Sometimes you feel slightly inadequate as a bass journo. Take our interview with Leon Lee Dorsey, for example: The man has done so much great work in the field of the low frequencies, alongside such illuminated names, that your questions about what string gauges he prefers seem a touch inconsequential.
Fortunately, Dorsey is a friendly fellow, full of enthusiasm about MonkTime, his new album of Thelonious Monk compositions, and evidently doesn’t feel the need to boast about the artists he’s played with (Dizzy Gillespie, Lionel Hampton, Art Blakey, Wynton Marsalis, Freddie Hubbard, Benny Carter, the Duke Ellington Orchestra, and Frank Sinatra, to name a few!) or the ton of degrees he’s acquired from various learned institutions. Instead, he’s much more interested in digging deep into the motivations behind his new record, laid down in trio format with guitarist Greg Skaff, and sometime Herbie Hancock drummer, Mike Clark.
You’re a busy man, Leon.
That’s true. I actually have my next five albums done, although they’re not all jazz.
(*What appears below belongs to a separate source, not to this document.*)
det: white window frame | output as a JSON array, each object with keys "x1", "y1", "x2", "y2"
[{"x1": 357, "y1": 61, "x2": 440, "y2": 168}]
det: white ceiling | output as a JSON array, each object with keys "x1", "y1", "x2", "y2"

I have several other acoustic records finished. I have an electric project coming out, I’m doing a classical record, and then I have another record with a friend of mine who plays like Oscar Peterson, so we’re going to do a duo record. That record is about half-done. So I have three or four things completely done, not all mixed, and then the classical and the duo project about 50 percent done. I’m very excited because they’re all a little different and they showcase different sides of me.
One of the records is with Manuel Valera, a Cuban pianist with phenomenal technique, and that record is going to be dedicated to my friend who passed, Hilton Ruiz. And then the other record is with Harold Mabern, who played with Wayne Shorter in the 1960s Blue Note days with Lee Morgan. It’s a very soulful blues record.